Tra le grandi pittrici che la storia dell’arte annoveri, non si può non trattare Artemisia Gentileschi, valentissima artista e donna di enorme coraggio e modernità. Nata a Roma l'8 luglio 1593, figlia del caravaggista Orazio, si forma nella bottega paterna, mostrando valentia e talento sin da piccola. Perde la madre in tenera età e questo la porta a vivere costantemente con la figura paterna. Forse, proprio in questo periodo nasce l’amore per l’arte pittorica.

 

Giovanissima, Artemisia vive un episodio doloroso per una donna, che le cambierà la vita, ma che le darà modo di lottare per se stessa contro il torto subito e riscattare la sua immagine di persona indipendente e forte che si ribella al sopruso maschile e ad una società retrograda e sessista.

A soli 18 anni, viene insidiata dal pittore Agostino Tassi, uomo di dubbia moralità, presso il cui studio la giovane stava perfezionando la sua formazione.
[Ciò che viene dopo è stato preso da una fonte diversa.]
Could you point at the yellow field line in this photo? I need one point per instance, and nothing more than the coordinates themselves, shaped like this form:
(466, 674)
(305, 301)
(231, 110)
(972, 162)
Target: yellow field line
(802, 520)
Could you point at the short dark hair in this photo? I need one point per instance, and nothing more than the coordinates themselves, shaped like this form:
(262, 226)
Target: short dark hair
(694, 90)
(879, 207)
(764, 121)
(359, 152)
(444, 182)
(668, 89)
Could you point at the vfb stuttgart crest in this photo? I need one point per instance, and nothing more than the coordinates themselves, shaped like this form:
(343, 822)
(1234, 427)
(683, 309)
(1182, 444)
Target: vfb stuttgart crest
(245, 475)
Questi la stuprò e rifiutò il matrimonio riparatore. Così Artemisia lo denunciò alle autorità. Iniziò un lungo e estenuante processo che vide la giovane sottoposta alla situazioni più umilianti, come visite ginecologiche pubbliche e la famigerata “tortura della sibilla”, che consisteva nello stritolamento delle dita fino ad ottenere la confessione da chi la subiva. La vicenda si concluse con l’accertamento della violenza e la condanna del Tassi, che però non scontò nemmeno un giorno della pena inflitta. Poco dopo il processo, Artemisia contrasse matrimonio con un pittore di nome Pierantonio Stiattesi, nella Chiesa di Santo Spirito in Sassia, attigua alla Basilica di San Pietro e si trasferì a Firenze. Qui iniziò una nuova fase della sua vita e della sua carriera che la pose dinnanzi a scelte difficili: la famiglia o la pittura? Scelse ciò che amava da sempre e per la quale oggi è nota: i suoi dipinto meravigliosi e ricchi di enfasi. Di matrice caravaggista, l’artista coglie appieno il pathos estremo delle figure che rende vive sulla tela, soprattutto quelle di matrice femminile. Le sue donne (sante, eroine bibliche, personaggi storici) sono figure energiche, decise e spesso anche sofferenti. Il suo forte realismo e la verve rappresentativa hanno fatto spesso pensare alla sua vita di donna, dolorosa e difficile.  

 

 

Esempio ne sono la Giuditta che decapita Oloferne presso gli Uffizi, Susanna e i vecchioni presso la Collezione Graf von Schönborn a Pommersfelden, in Germania, Giaele e Sisara, presso il Museo di Belle Arti di Budapest. Ma le sue opere riescono anche a raccontare la dolcezza femminile, la delicatezza. Un esempio romano è di certo la splendida Madonna col Bambino presso la Galleria Spada, opera datata tra il 1610 ed il 1611. La pittrice raffigura una scena dolcissima ed estremamente realistica, così come nello stile del maestro Merisi, in un momento intimo e familiare. Maria, assisa su di una seggiola, tiene in braccio il Bambino che accarezza teneramente il volto materno. L’atmosfera è quella da “sacra conversazione”, silenziosa, introspettiva e spirituale al tempo stesso, ma tanto familiare. Sempre all’interno della Galleria Spada è conservata una Santa Cecilia nell’atto di suonare il liuto. Ella è raffigurata con grande naturalismo, sia nelle fattezze che nell’azione del suonare, ma il tutto è reso spirituale dallo sguardo orante della santa verso l’alto, in Gloria di Dio, come in una sorta di estasi mistica. Nei quadri di Artemisa, è custodita, dunque, non solo l’immagine sancita nella sua peculiarità, ma anche la donna e l’artista con la sua esperienza di vita , la sua grande sensibilità e la forza estrema che l’anno da sempre contraddistinta.